Overcoming First Principles : A guide for accessing the features of PostgreSQL in test-driven development

Abstract

While integration tests and system tests are valuable for catching regressions introduced by a commit, it is fast, self-contained unit tests that provide the tight feedback loop which makes test-driven development possible.

Effective unit testing requires a software designer to define a set of abstractions which will comprise a particular system. If unit tests become brittle obstacles to refactoring or ineffective in providing design insight, then the approach we use for testing must be revised.

In this talk we will explore methods of treating PostgreSQL as a runtime component of your application and not as an external service.

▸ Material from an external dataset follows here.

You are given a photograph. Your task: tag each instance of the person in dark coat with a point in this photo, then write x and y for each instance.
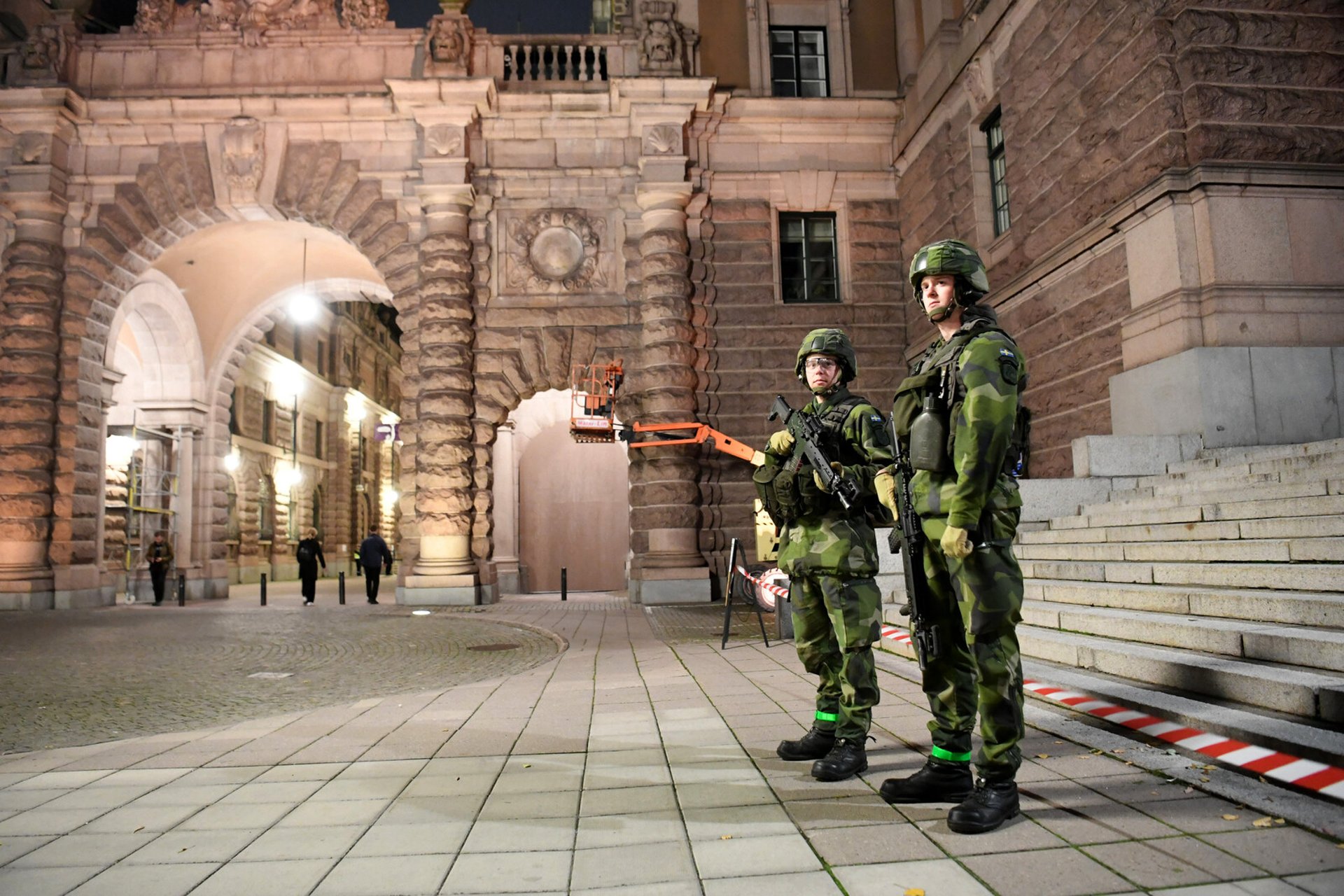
(374, 555)
(160, 558)
(309, 554)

The end goal will be to learn to write tests that neatly capture units of functionality which depend on an SQL engine.

Preamble

In Richard Hipp's 2014 keynote address in Ottawa, he contrasted SQLite with PostgreSQL. PG is "Client/Server", SQLite is "Serverless" and son on... In the conclusion of his talk he made a compact recommendation that describes the perspective you need in order to use Postgres effectively:

Think of PostgreSQL as a programming language

This is astute observation. When used as a programing environment Postgres becomes part of your application runtime, and as such, applications written to take advantage of this runtime require an approach to unit testing that verifies this functionality at the right level.

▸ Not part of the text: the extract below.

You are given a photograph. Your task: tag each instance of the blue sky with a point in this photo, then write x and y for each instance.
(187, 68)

Everything we cover here will be applicable to system tests and integration tests, but we will focus on unit tests in particular.

Unit testing is a software engineering discipline based on a premise put forth by Kent Beck which states that difficulty testing is a symptom of poor design. Kent's articulation of this principle can be summed up like this:

Design that is conducive to testing also depends on structural components that are at once easy to comprehend, easy to use in different contexts, and easy to modify.

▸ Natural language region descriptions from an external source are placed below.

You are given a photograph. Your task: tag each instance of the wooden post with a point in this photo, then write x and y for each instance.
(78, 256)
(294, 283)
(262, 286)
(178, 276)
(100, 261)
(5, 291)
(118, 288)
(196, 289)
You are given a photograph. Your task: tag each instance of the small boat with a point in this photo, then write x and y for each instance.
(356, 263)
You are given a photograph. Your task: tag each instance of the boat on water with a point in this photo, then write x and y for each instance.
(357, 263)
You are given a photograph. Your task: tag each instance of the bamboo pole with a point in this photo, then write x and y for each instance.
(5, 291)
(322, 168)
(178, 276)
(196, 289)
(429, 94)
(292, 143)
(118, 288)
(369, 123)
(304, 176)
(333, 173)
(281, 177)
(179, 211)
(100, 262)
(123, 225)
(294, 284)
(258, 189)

For most programmers that I know, the constraints of unit testing are perplexing. But I have found that non-programmers sometimes get this if I explain it in this way:

The best way to build software that can be adapted and maintained is to build software that is testable. One way to make testable software is to write tests first.

This sounds like a formula, but you, the programmer are still making decisions. One of the significant challenges in this process is to find what Robert Martin identifies as architecturally significant boundaries [1].

With this in mind, let's think through some patterns for the design of systems that leverage a database.

Unit tests cover a unit of functionality. To use the metaphor of human language, the goal is not to identify "sentence fragments", but "whole paragraphs" that represent a coherent operation. Finding the right level to zoom in to is about finding a point of reference that take into account the logic of the problem you are trying to solve.

In order to communicate the unique role that unit tests play, people have devised rules for describing what they can and cannot do.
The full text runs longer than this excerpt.